Long and lean, Sabido took the Tomcats a long way in the 2017 summer, leading the team in batting average (.386/.430/.622), doubles (16) and home runs (4). At 6-foot-7, 190 pounds, he will fill out, but he already has legitimate strength and power. Sabido covers the entire plate extremely well and has a good two-strike approach, making him a very difficult out; he struck out just 13 times in 127 at-bats. Defensively, Sabido has the speed to play the outfield but projects more as a first baseman at the next level, although he needs to improve in that area.

7. Jacob Stracner, of, Shelter Island (Jr., McNeese State)

Stracner turned heads in the Hamptons thanks to his array of plus tools. He was arguably the league’s best defensive outfielder, showing tremendous range and wheels and a plus arm and accuracy. He profiles more as a corner outfielder at the next level. Offensively, Stracner has the ability to drive the ball to all fields (.306/.377/.471), finishing third in the league in RBI. Better pitch selection and more consistent barrel contact will lead to more opportunities on the basepaths, where he swiped 15 bags this summer thanks to 6.8 60-yard speed.

8. Matt Hansen, if, Westhampton (Sr., Toledo)

Hansen was a rock in the middle of the infield and the lineup for Westhampton. At the plate, he used a quick, fluid lefty swing to lead the HCBL in RBI with 40—in just 37 games—and 20 of his 47 hits went for extra bases thanks to an athletic lower half and the ability to hit to all fields, including plus pull-side power. He can, however, be gotten out when expanding the zone. Defensively, Hansen has a strong arm at shortstop, great instincts and quick hands.
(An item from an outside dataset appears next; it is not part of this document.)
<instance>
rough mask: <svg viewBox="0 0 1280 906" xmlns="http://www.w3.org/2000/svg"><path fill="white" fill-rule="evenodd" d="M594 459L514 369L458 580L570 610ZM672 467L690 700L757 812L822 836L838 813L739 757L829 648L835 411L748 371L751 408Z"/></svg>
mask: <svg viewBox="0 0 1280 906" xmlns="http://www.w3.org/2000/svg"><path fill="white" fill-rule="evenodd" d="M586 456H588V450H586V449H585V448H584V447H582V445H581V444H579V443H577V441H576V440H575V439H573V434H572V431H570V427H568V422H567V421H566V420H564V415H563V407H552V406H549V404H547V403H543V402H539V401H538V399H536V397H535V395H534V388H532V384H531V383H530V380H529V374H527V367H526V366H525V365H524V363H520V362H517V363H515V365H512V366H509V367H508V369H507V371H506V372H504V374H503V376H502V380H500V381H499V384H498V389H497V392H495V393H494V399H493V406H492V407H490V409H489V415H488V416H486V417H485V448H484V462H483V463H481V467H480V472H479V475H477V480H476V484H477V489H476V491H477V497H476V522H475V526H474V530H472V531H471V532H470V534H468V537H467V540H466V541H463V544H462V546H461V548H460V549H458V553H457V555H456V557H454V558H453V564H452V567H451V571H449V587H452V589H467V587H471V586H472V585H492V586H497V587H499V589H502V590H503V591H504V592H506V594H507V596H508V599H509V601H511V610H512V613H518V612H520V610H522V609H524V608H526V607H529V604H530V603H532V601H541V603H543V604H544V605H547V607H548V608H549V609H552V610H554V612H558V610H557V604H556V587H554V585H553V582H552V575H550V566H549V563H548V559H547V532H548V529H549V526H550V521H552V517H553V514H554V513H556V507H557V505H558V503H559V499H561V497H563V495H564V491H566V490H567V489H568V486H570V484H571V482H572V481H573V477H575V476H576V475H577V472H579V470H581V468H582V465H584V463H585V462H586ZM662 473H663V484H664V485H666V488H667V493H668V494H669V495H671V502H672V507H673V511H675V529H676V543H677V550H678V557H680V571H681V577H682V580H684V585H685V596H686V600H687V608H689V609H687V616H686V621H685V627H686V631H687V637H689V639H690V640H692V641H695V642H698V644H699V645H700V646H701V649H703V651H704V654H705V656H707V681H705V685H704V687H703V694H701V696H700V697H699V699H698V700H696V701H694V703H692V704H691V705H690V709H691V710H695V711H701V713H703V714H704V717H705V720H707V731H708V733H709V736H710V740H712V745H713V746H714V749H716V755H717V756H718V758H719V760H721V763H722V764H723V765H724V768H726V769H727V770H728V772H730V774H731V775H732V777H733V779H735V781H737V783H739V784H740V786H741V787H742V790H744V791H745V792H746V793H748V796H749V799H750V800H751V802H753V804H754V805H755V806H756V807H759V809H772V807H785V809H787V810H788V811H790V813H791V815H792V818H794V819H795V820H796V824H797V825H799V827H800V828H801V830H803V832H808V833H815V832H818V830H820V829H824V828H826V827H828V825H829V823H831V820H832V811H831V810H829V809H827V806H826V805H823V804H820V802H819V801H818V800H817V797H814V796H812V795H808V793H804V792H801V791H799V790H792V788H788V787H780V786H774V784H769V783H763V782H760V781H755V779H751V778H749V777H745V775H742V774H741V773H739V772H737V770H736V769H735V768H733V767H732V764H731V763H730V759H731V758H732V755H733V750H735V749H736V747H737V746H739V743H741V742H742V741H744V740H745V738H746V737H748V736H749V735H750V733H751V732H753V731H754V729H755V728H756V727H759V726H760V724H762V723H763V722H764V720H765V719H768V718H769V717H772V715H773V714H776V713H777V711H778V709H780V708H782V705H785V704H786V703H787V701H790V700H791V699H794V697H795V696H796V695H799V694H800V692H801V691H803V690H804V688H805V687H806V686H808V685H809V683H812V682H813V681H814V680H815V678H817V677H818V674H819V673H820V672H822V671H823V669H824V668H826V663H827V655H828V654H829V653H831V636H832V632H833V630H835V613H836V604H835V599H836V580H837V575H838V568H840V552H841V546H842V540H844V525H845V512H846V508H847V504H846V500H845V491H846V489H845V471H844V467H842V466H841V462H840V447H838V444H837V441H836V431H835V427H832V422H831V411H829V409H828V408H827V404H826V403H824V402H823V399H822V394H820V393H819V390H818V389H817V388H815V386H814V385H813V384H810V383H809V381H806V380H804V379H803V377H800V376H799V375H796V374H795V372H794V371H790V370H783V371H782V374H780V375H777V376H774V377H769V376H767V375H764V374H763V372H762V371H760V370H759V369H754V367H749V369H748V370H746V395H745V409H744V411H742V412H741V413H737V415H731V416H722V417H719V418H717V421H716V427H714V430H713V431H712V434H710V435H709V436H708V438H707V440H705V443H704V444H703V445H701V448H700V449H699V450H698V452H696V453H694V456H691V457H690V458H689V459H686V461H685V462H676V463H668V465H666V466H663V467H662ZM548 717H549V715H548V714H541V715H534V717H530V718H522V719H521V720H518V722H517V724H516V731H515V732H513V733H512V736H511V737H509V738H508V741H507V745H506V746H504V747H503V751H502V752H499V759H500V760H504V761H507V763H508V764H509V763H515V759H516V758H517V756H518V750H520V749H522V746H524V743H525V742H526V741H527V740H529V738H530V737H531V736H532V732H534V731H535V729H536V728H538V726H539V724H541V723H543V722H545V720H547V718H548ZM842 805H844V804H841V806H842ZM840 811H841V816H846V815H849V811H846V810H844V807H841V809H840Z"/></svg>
9. Nick Robinson, rhp, Shelter Island (So., Rhode Island)

Robinson turned in an excellent summer for Shelter Island, holding the opposition to three earned runs or less in all six starts. His arsenal features a 87-89 mile per hour fastball that tops out at 91, as well as a developing slider and changeup that keep hitters off balance. Robinson has outstanding command, filling up the zone and moving the ball to both sides of the plate; he walked just six batters in 42.1 innings this summer. He has a highly projectable frame at 6-5, 200 pounds, with more velocity in his arm. Robinson’s brother, Alex, pitches for high Class A Fort Myers in the Twins system.

10. Tanner Propst, lhp, North Fork (R-Fr., Louisiana Tech)

Propst had some of the nastiest stuff in the league, featuring a high-80s fastball that crept into the low 90s. The Bulldogs redshirt freshman also boasts a sharp slider that is tough to lay off for righty or lefty hitters. He throws both pitches down and with run. The 5-foot-11 southpaw overcame command issues in the spring and early summer (29 strikeouts to 11 walks in 19.1 innings), serving as North Fork’s go-to arm out of the ‘pen down the stretch, including in closing games. With more experience at Louisiana Tech, it is expected he will further develop his changeup and better field his position.